As you can see, it only has 9 stargazers - everything after my (deleted) starred event.

Then, I starred it again and ran the same query (with after: null again):

{
  "data": {
    "repository": {
      "stargazers": {
        "totalCount": 12,
        "edges": [
          {
            "starredAt": "2020-12-23T16:56:51Z",
            "cursor": "Y3Vyc29yOnYyOpIAzg8Rv4A="
          },
          {
            "starredAt": "2020-12-23T17:31:35Z",
            "cursor": "Y3Vyc29yOnYyOpIAzg8Ry6g="
          },
          {
            "starredAt": "2020-12-25T13:30:35Z",
            "cursor": "Y3Vyc29yOnYyOpIAzg8VlIM="
          },
          {
            "starredAt": "2020-12-29T22:04:44Z",
            "cursor": "Y3Vyc29yOnYyOpIAzg8ev70="
          },
          {
            "starredAt": "2020-12-30T03:20:07Z",
            "cursor": "Y3Vyc29yOnYyOpIAzg8fP0A="
          },
          {
            "starredAt": "2020-12-30T09:38:56Z",
            "cursor": "Y3Vyc29yOnYyOpIAzg8gAlw="
          },
          {
            "starredAt": "2020-12-30T14:37:31Z",
            "cursor": "Y3Vyc29yOnYyOpIAzg8gkDw="
          },
          {
            "starredAt": "2020-12-30T14:39:00Z",
            "cursor": "Y3Vyc29yOnYyOpIAzg8gkRs="
          },
          {
            "starredAt": "2020-12-30T16:24:50Z",
            "cursor": "Y3Vyc29yOnYyOpIAzg8gwk8="
          },
          {
            "starredAt": "2021-01-02T03:51:33Z",
            "cursor": "Y3Vyc29yOnYyOpIAzg8lbY0="
          },
          {
            "starredAt": "2021-01-04T04:35:04Z",
            "cursor": "Y3Vyc29yOnYyOpIAzg8pk_o="
          },
          {
            "starredAt": "2021-01-08T23:23:01Z",
            "cursor": "Y3Vyc29yOnYyOpIAzg82OZA="
          }
        ]
      }
    },
    "rateLimit": {
      "limit": 5000,
      "cost": 1,
      "remaining": 4993,
      "resetAt": "2021-01-09T00:12:55Z"
    }
  }
}

This time, you can see that my starred event moved to the end of this list - kind of as expected.

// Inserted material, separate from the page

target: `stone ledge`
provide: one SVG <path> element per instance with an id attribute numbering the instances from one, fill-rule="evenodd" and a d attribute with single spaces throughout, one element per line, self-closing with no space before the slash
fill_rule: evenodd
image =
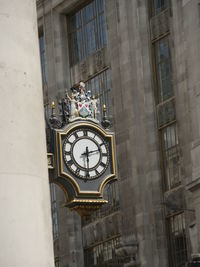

So, it seems like the only way to make sure that our data is correct is by going through the entire list of stargazers from time to time. We'll probably need some kind of queuing system for this.

With a queuing system, it will look like this:

NOTE: I think we should reserve, say, at least 2000 API calls for on-demand calls.

So we'll reserve ~1000 calls for Supabase, and another ~1000 calls for on-demand calls for other repos. The rest (about 3000) will be available for anything - on-demand calls or queued repos.

ykdojo commented 3 years ago

I thought of a simpler, easier solution than making a queue system:

We can just allow people to "claim" an org (#33), and then click a button to "refresh" certain repos. I guess this button should be shown when a single repo is selected. We could also show it when multiple repos are selected, in case we want to allow people to refresh multiple repos at once.